Mentre le Università si svuotano e le scuole cadono in pezzi, continua a crescere la disoccupazione.



Due segnali realmente allarmanti per la nostra nuova generazione: la percentuale di disoccupati rilevata dall'ISTAT in dicembre 2012 risulta ancora in aumento rispetto al mese precedente, siamo all'11,2% di disoccupati (ovvero rapporto tra persone in cerca di lavoro e forza lavoro complessiva) ma il dato è più grave se rapportato alla disoccupazione giovanile (15 - 24 anni) dove è del 36,6%.

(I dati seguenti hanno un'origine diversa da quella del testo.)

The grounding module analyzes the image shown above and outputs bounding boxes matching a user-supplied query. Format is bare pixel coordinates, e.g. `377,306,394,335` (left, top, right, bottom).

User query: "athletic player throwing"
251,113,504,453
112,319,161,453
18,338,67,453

Complessivamente abbiamo 2.875.000 di disoccupati in Italia.
Tra i giovani quindi si registra il più alto tasso di disoccupazione, ma anche di abbandono degli studi (58.000 in meno nelle Università negli ultimi dieci anni).
Cosa fanno questi ragazzi che non studiano e non lavorano? Certo non possiamo sapere cosa fanno, ma sappiamo cosa non fanno: NON CRESCONO!
Non possono diventare adulti e conquistare la propria autonomia dalla famiglia d'origine in cui continuano a dipendere economicamente, non possono guadagnare fiducia in se stessi sperimentando le proprie capacità ed i propri limiti nel confronto con le realtà sociali, non possono sentirsi utili, né accrescere pertanto la propria autostima, non possono progettare alcun futuro, né esprimere capacità costruttive.
Sarebbe dunque lo statista colui che guarda alla futura generazione, contrariamente al politico che guarda alla prossima elezione? Allora in Italia servono statisti, ma seri.